There are 92 "atomic elements" in John Conway's look-and-say sequence, corresponding to the 92 non-transuranic elements in the chemist's periodic table.

==== Solids ====

The most faces or vertices an Archimedean or Catalan solid can have is 92: the snub dodecahedron has 92 faces while its dual polyhedron, the pentagonal hexecontahedron, has 92 vertices. On the other hand, as a simple polyhedron, the final stellation of the icosahedron has 92 vertices.

There are 92 Johnson solids.

==== Abstract algebra ====

92 is the total number of objects that are permuted by the series of five finite, simple Mathieu groups $\mathbb M_{n}$ (collectively), as defined by permutations based on elements $n \in \{11, 12, 22, 23, 24\}$. Half of 92 is 46 (the largest even number that is not the sum of two abundant numbers), which is the number of maximal subgroups of the friendly giant $\mathbb F_{1}$, the largest "sporadic" finite simple group.

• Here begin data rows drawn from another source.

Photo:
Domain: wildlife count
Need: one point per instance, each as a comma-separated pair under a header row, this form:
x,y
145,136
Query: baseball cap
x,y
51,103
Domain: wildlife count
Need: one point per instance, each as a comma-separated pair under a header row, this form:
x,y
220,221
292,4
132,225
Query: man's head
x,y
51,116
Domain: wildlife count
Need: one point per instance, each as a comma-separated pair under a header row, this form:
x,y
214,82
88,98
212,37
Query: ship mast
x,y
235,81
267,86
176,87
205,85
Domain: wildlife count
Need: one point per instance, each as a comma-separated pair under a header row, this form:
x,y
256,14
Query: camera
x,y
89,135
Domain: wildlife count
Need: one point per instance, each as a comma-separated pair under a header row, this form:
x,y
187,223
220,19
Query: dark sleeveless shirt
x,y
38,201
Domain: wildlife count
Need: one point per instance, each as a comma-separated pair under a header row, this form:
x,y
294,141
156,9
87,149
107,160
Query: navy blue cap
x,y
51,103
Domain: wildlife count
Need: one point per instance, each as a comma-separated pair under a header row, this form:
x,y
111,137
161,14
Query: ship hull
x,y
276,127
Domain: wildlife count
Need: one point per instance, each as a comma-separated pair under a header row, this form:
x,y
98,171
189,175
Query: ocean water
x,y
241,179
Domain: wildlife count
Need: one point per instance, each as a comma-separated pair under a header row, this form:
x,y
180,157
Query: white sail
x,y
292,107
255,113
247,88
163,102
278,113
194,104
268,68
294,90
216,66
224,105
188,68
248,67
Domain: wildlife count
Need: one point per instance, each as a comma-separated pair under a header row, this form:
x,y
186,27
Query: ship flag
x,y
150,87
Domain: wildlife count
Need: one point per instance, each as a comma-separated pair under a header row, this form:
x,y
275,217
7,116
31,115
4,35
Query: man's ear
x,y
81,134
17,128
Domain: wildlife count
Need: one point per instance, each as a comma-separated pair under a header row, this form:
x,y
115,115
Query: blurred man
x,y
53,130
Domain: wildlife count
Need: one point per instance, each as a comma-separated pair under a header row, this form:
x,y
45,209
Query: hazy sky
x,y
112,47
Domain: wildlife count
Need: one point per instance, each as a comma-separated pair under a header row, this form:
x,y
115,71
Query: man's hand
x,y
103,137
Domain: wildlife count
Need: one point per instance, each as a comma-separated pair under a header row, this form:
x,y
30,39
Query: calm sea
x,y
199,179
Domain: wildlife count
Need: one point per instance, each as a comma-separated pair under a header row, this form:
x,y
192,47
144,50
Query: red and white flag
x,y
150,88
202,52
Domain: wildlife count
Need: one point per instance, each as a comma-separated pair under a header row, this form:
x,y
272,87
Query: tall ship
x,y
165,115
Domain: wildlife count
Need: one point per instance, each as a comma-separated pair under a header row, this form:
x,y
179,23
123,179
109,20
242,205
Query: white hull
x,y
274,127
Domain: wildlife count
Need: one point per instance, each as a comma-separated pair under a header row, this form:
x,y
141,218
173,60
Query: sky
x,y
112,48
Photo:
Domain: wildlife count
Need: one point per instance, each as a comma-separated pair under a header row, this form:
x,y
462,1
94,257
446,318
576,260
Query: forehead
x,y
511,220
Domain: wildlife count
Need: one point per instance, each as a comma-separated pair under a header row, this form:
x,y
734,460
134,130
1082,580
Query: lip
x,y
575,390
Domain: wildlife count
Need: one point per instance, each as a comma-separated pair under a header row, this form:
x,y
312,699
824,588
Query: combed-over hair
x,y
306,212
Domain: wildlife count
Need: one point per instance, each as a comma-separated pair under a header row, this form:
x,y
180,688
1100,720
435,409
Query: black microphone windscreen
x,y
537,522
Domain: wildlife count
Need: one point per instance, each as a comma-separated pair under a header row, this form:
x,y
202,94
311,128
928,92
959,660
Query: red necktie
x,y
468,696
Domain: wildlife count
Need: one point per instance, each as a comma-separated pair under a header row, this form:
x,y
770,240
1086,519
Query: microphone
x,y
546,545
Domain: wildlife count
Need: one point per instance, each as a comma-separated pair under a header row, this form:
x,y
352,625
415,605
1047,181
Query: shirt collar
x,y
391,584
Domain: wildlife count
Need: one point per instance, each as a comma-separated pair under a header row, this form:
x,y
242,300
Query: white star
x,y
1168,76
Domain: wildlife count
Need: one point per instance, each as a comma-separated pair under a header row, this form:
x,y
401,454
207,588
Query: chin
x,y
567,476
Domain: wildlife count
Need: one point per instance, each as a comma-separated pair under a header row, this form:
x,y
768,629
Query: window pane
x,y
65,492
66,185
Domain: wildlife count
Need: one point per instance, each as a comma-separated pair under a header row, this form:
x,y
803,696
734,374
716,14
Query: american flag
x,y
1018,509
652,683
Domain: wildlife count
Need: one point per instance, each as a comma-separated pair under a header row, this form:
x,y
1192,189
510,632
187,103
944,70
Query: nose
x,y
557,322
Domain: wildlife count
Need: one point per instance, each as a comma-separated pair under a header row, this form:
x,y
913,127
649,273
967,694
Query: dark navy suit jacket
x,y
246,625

=== In different bases ===
92 is palindromic in other bases, where it is represented as 232_{6}, 161_{7}, 44_{22}, and 22_{45}.

There are 92 numbers $n$ such that $2^{n}$ does not contain all digits in base ten (the largest such number is 168, where 68 is the smallest number with such a representation containing all digits, followed by 70 and 79).

== In other fields ==
Ninety-two is also:
- The number which runs through almost every single of British film-maker Peter Greenaway's films. This number has special association with the fictional character of Greenaway's creation, Tulse Luper. It is said the number itself is based on a mathematical error in calculations concerning John Cage's work Indeterminacy. See The Falls for extensive use of this number.